Locust swarms could hold the key to developing effective collision avoidance technology for robots, drones and self-driving cars
- Locusts fly in swarms of millions but a special neuron stops them from colliding
- Researchers from the US have made an electronic version inspired by the insects
- The sensor is far less bulky than current alternatives and responds in seconds
Drones, robots and self-driving cars could dodge accidents in future thanks to a new sensor inspired by the collision avoidance neurons of swarming locusts.
Flying locusts travel in swarms of millions at 2–3 miles an hour — but are capable of making evasive manoeuvres within just hundreds of milliseconds to avoid collisions.
Researchers from the US have developed an electronic version of a special neuron, unique to locusts, that allows them to react rapidly without using much energy.
Unlike current collision sensors for self-driving cars — which tend to be bulky and heavy — the insect-inspired detector is tiny and can respond in just two seconds.
Drones, robots and self-driving cars could dodge accidents in future thanks to a new sensor inspired by the collision avoidance neurons of swarming locusts, pictured (stock image)
‘We are always looking for animals with unusual abilities, ones that do something better than humans,’ said paper author and engineer Saptarshi Das of the Pennsylvania State University.
‘Insect vision is something people use regularly to design automatic systems because they fly and don’t collide, but then we found locusts are unique.’
Unlike other insects, locusts use a single, specialised neuron in order to avoid collisions — one experts call the Lobula Giant Movement Detector, or ‘LGMD’.
‘So we started looking at how it works and, locusts are just incredible. What these creatures can do is very humbling,’ Dr Das added.
The researchers found that the LGMD neuron responds to two signals — one from the eye, which is triggered by the sight of an approaching locust and grows as the other insect gets closer — and the second the bugs’ relative angular velocities.
‘Because the neuron has two branches, the locust computes the changes in these two inputs and realises that something is going to collide, so the avoiding locust changes direction,’ added Penn. State engineer Darsith Jayachandran.
Based on the locust’s special avoidance mechanism, the researchers developed a nano-sized collision sensor using a photo-detector made of a single layer of molybdenum sulphide.
They placed this on top of a tiny programmable memory circuit that together can — using only a small amount of energy — mimic the neuron response in flying locusts.
The development, the team said, ‘is a leap forward towards the development of smart, low-cost, task-specific, energy efficient and miniaturised collision-avoidance systems.’
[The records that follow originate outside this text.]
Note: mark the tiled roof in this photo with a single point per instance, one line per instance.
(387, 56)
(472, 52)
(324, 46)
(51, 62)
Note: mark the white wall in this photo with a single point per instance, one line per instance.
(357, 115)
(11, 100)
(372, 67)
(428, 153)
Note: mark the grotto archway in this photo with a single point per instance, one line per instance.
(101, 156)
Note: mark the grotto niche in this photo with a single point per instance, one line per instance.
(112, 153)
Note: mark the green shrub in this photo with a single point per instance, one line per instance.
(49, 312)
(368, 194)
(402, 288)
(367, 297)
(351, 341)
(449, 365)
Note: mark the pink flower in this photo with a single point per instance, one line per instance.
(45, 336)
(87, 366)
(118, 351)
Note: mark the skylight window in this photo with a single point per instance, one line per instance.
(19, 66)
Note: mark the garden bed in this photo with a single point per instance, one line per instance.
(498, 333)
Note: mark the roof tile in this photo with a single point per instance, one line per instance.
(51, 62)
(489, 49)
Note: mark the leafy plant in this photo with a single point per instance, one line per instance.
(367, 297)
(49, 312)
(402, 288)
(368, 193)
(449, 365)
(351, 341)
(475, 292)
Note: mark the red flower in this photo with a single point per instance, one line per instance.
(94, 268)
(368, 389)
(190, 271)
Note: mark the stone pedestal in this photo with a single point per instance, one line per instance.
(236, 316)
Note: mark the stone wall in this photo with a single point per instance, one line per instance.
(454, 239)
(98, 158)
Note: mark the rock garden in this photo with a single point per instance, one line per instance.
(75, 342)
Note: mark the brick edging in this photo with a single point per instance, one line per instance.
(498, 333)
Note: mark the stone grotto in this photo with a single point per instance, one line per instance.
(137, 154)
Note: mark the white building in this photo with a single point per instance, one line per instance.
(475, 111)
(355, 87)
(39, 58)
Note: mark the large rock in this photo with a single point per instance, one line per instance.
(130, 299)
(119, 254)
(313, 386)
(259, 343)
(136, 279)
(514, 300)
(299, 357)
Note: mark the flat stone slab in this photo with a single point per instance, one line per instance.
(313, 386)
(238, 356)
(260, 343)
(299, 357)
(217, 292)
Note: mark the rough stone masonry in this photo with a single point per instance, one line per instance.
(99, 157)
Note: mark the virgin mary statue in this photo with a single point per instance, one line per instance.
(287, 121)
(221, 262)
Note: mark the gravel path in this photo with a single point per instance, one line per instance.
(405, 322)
Researchers from the US have developed an electronic version of a special neuron, unique to locusts, that allows them to react rapidly without using much energy
‘While locusts can only avoid collisions with other locusts, our device can detect potential collisions of a variety of objects at varying speeds,’ said Dr Das.
With their initial study complete, the researchers now need to optimise their device to deal with situations beyond just that of direct collisions — which is what the present setup had been tuned for.
‘We can’t do every measurement, every situation. ‘So we developed a numerical model,’ added paper author and engineer Aaryan Oberoi, also of Penn. State.
‘We can also test if multiple devices on the same chip would work better. So far, it looks like a single device will be sufficient. However, a multi-pixel collision detector array can offer collision avoidance in 3D space,’ he added.
The full findings of the study were published in the journal Nature Electronics.